In virtually every disaster, a disproportionate number of casualties are the elderly, disabled, or home-bound also referred to as socially vulnerable populations.
For example, in the Camp Fire incident in California most of the 86 people who died in the fire were senior citizens. Of the 69 bodies that have been positively identified, 53 were over the age of 65. This age group accounted for 77 percent of the fatalities.
In Hurricane Katrina 49 percent of the victims were 75 years old and older.
In Superstorm Sandy, 49 of the 106 deaths were 65 or older.
Ever since Hurricane Katrina, emergency managers, public health professionals, and emergency medical services directors have devoted significant attention to this problem, but many communities and regions still are not able to ensure the timely evacuation of all at-risk individuals.
There are many reasons for the lack of progress in solving this problem, but the most obvious is that most communities simply do not have enough patient transport capacity. Their existing ambulance pool is quickly depleted trying to cover the surge in injured during an emergency as well as the evacuation of hospitals, nursing homes, and home-bound individuals in a major event.

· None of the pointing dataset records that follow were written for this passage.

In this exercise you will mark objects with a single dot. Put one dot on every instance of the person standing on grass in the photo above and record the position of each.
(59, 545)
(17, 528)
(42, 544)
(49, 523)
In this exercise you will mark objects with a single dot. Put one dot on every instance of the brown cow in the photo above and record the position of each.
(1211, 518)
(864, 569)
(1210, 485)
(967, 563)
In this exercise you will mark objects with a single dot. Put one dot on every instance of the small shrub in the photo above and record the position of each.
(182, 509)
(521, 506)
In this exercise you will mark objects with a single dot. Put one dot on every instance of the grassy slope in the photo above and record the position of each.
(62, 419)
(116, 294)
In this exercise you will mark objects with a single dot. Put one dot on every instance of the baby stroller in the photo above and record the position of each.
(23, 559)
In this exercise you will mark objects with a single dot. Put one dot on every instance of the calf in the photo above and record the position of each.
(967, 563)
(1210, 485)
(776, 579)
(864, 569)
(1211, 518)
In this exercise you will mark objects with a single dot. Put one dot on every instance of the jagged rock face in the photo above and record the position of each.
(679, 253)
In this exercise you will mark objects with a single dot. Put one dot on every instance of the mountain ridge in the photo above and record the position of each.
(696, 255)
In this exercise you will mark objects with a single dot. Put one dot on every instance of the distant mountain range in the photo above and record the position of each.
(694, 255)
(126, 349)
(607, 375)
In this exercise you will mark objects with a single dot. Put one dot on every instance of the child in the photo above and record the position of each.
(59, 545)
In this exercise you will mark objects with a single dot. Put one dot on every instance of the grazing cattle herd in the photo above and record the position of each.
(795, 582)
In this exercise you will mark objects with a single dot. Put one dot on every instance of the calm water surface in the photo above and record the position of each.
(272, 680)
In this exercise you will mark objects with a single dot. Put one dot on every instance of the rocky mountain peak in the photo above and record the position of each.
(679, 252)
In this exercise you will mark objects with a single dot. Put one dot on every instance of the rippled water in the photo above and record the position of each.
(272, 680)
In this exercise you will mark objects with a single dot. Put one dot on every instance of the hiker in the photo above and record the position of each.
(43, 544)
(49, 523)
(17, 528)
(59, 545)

Typically, emergency managers have relied on mutual aid agreements with other jurisdictions or contracts with private ambulance providers to supplement their patient transport capacity.
However, with massive events like Hurricane Katrina, Hurricane Matthew, and Superstorm Sandy, the ambulance assets they were counting on were overburdened trying to handle casualties in their own communities.
One approach has been to buy an Advanced Life-Saving (ALS) equipped Medical Ambulance Bus (MAB). But an ALS level MAB costs between $500,000 and $1Million dollars. Most communities cannot secure enough grant funding to procure a MAB.
A Better Approach
What emergency planners need is a scalable, affordable, and flexible approach to multi-patient transport.
One option that is being used by many communities is to convert existing transportation assets on a permanent, or as needed basis to handle mass casualty situations.
By leveraging surplus or end of service school or metro buses, using a conversion kit such as the AmbuBus from First Line Technology, a community can have a vehicle that can transport up to 18 non-critical patients for well under $50,000.
The organization can often borrow the vehicles for temporary use or buy them for a nominal amount from the school or transportation district. They then purchase one or more AmbuBus conversion kits which cost between $25,000 to $50,000. Once assembled, which takes two people about two hours, the converted AmbuBus can carry up to 18 non-critical patients, two or more EMTs, and medical supplies.
By having at least one AmbuBus kit permanently installed the community has a multi-patient transport vehicle (MPTV) that can handle mass casualty incidents that have no prior warning.
They can then purchase additional kits that are unassembled and stored in wooden pallets. These can be stacked up in any available warehouse and used to temporarily convert additional buses for events such as hurricanes.
Since the installation of the kits does not require any holes to be drilled, the structural integrity of the vehicle is preserved, and it can be returned to regular service after the event.